Empire Music Hall, Belfast
24th March 2019
Benjamin Francis Leftwich is a frequent visitor to these parts and has attracted a full house of his growing base of fans. Bursting on to the scene in 2011 with the much loved ‘Last Smoke Before the Snowstorm’, his upward trajectory stalled somewhat, with his taking some time out to deal with personal issues. Accounting why this tour is in support of only his third album, ‘Gratitude’.
However, the fans are treated to a rather special evening of sublime music, listened with a reverential atmosphere. The support for the night is Rosie Carney. Based in Donegal, the young singer produced a delightful set of self-composed songs from her excellent debut album, ‘Bare’.

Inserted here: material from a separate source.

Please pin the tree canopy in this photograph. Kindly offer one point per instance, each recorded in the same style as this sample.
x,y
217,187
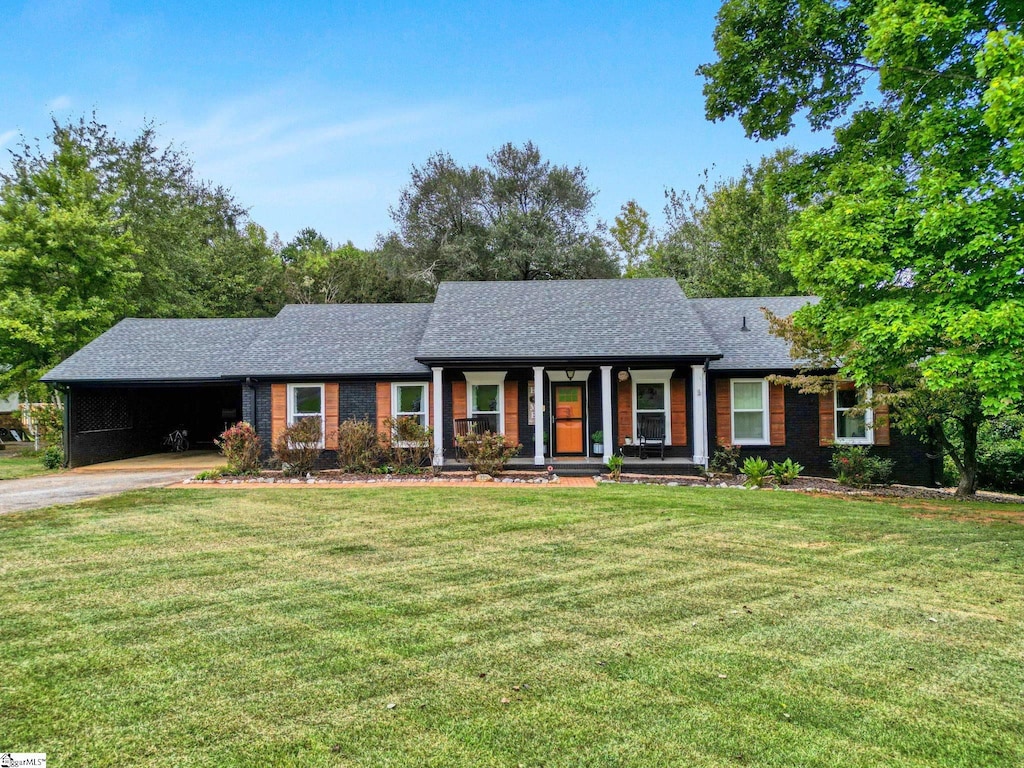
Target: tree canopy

Having overcome her own battles, Rosie’s songs have a similar hue to the headliner. Songs of resilience and redemption, from a dark place. Despite her obvious nervousness, the crowd warm to her low warm voice backed only by her acoustic guitar and cello. The name is worth noting.

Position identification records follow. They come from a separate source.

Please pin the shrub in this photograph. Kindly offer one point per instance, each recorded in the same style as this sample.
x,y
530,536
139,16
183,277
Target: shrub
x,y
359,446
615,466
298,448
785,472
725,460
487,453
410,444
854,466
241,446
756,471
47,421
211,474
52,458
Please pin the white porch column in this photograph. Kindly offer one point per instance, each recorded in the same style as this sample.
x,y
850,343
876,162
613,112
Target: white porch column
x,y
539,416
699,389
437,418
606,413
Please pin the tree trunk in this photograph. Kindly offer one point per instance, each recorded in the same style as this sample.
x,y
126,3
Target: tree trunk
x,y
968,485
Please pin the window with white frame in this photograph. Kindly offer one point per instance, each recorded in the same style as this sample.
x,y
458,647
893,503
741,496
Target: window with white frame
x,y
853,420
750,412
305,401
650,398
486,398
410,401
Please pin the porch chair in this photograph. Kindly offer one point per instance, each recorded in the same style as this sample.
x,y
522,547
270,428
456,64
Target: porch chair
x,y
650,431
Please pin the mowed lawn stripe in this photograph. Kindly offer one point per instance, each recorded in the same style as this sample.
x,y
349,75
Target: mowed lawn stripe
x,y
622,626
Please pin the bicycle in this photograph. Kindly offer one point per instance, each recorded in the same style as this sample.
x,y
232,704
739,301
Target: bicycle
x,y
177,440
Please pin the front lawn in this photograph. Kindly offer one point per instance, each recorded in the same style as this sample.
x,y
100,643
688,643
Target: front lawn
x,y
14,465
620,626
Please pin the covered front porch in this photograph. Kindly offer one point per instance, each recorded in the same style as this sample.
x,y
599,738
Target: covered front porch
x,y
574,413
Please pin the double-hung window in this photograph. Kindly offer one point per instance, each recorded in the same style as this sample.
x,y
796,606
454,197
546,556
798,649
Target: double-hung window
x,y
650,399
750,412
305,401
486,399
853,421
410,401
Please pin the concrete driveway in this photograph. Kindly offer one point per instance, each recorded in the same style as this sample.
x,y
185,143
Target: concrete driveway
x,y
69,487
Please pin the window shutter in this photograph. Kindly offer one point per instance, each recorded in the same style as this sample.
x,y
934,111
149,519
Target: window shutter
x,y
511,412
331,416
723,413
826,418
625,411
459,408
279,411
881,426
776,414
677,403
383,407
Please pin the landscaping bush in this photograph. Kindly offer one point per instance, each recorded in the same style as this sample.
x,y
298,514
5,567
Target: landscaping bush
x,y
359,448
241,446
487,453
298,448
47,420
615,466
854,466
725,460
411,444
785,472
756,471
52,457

The audience is officially informed of the impending arrival of Benjamin Francis Leftwich by the stage going dark, and his full cover of Bowie’s ‘Heroes’ being played before he takes to the stage himself.
Starting with a cut from the new album, ‘Sometimes’, we are treated to a mix of songs old and new. The subject material is quiet and introspective, and the music matches it. For the most part, the electronica introduced to Ben’s musical palate, is absent and we left with just his wondrous voice, softly picked guitar and a little keyboard, and it is wonderful.

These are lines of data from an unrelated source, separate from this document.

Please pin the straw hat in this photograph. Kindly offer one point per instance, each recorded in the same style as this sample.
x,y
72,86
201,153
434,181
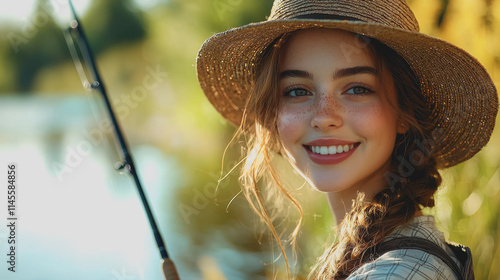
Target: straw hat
x,y
460,92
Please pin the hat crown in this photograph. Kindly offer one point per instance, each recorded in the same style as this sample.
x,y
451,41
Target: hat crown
x,y
395,13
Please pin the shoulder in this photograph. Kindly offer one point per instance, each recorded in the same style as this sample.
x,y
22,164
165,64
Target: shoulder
x,y
404,264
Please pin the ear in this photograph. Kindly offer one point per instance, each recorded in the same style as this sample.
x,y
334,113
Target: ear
x,y
403,126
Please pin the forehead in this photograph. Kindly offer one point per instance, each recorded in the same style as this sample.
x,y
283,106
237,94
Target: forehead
x,y
337,47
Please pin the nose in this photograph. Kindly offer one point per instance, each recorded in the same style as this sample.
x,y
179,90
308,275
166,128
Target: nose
x,y
328,113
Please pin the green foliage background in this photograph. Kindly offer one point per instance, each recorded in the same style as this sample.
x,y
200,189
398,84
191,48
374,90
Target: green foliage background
x,y
177,119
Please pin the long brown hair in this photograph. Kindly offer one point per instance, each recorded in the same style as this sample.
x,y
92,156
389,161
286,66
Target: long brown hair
x,y
411,181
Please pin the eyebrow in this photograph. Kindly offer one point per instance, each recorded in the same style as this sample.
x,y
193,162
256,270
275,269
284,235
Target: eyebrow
x,y
341,73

While the loudest applause is reserved for the older songs, ‘1904’, ‘Pictures’, and the affecting ‘Butterfly Culture’, the new material is of similar high quality, with ‘Look Ma’ a particular favourite.
Ben has been mentioned in the same breath as Iron and Wine and even Bon Iver. Live, in front of an audience, one can see why. Two songs, he sings on guitar at the edge of the stage and without amplification.
Up close, the effect is very personal and intimate. While he may not yet be a household name, tonight’s gig is an example of his increasing appeal. Some acts feed on word of mouth, and tonight will have done his reputation as an artist of some considerable talent, no harm at all.